Caffeine

Caffeine is used both as an aid to keep patients awake and in the treatment of babies who are suffering from short-term apnea of prematurity.

Overview

Caffeine tablets are used for two very different purposes. The first purpose is for alertness as an aid to keep you awake and focused when experiencing unusual tiredness or weakness. This medication is not a replacement for sleep and should be used only as an aid, but is available without a doctor’s prescription from a range of shops and from pharmacists.

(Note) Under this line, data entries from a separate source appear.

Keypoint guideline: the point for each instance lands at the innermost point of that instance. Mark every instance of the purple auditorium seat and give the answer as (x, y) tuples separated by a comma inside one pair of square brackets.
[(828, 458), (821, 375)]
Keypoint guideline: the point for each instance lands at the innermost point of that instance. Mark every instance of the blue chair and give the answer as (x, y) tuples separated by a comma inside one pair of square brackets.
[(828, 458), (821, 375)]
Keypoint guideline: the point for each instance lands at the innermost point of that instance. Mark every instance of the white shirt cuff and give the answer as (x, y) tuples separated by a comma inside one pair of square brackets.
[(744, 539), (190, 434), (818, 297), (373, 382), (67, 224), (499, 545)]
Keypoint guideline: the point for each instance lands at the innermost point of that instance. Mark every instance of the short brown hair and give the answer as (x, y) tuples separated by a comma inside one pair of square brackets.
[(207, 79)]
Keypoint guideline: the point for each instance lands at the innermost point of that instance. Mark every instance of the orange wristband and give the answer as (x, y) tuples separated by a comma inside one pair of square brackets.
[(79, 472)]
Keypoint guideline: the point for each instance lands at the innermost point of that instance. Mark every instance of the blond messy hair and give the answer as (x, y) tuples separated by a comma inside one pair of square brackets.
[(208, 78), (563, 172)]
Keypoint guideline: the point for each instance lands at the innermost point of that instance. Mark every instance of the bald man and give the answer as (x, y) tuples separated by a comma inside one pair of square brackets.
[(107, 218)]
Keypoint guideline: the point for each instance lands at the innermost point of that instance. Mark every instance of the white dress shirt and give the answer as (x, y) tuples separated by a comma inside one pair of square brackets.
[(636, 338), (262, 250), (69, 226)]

The caffeine oral solution is used for the treatment of premature babies who were born between 28 and 32 weeks of gestational age. Where short-term apnea of prematurity occurs, the caffeine solution is used to promote breathing in the baby. Apnea of prematurity occurs because the baby’s breathing centers are not fully developed and is life-threatening if not treated. Caffeine for the treatment of infants is only available as a solution prescribed and administered by the doctor.

The product for adult use is available in a range of forms including:

  • Tablet
  • Extended release capsule
  • Enteric coated tablet
  • Extended release tablet
  • Powder
  • Packet
  • Capsule
  • Chewable tablet

For infants, the treatment is available only as a solution.

Use of caffeine should be undertaken in moderation. Excessive use can cause severe side effects and use can worsen existing medical conditions. Caffeine is not a substitute for sleep and will not make you as alert as you are when you are well rested.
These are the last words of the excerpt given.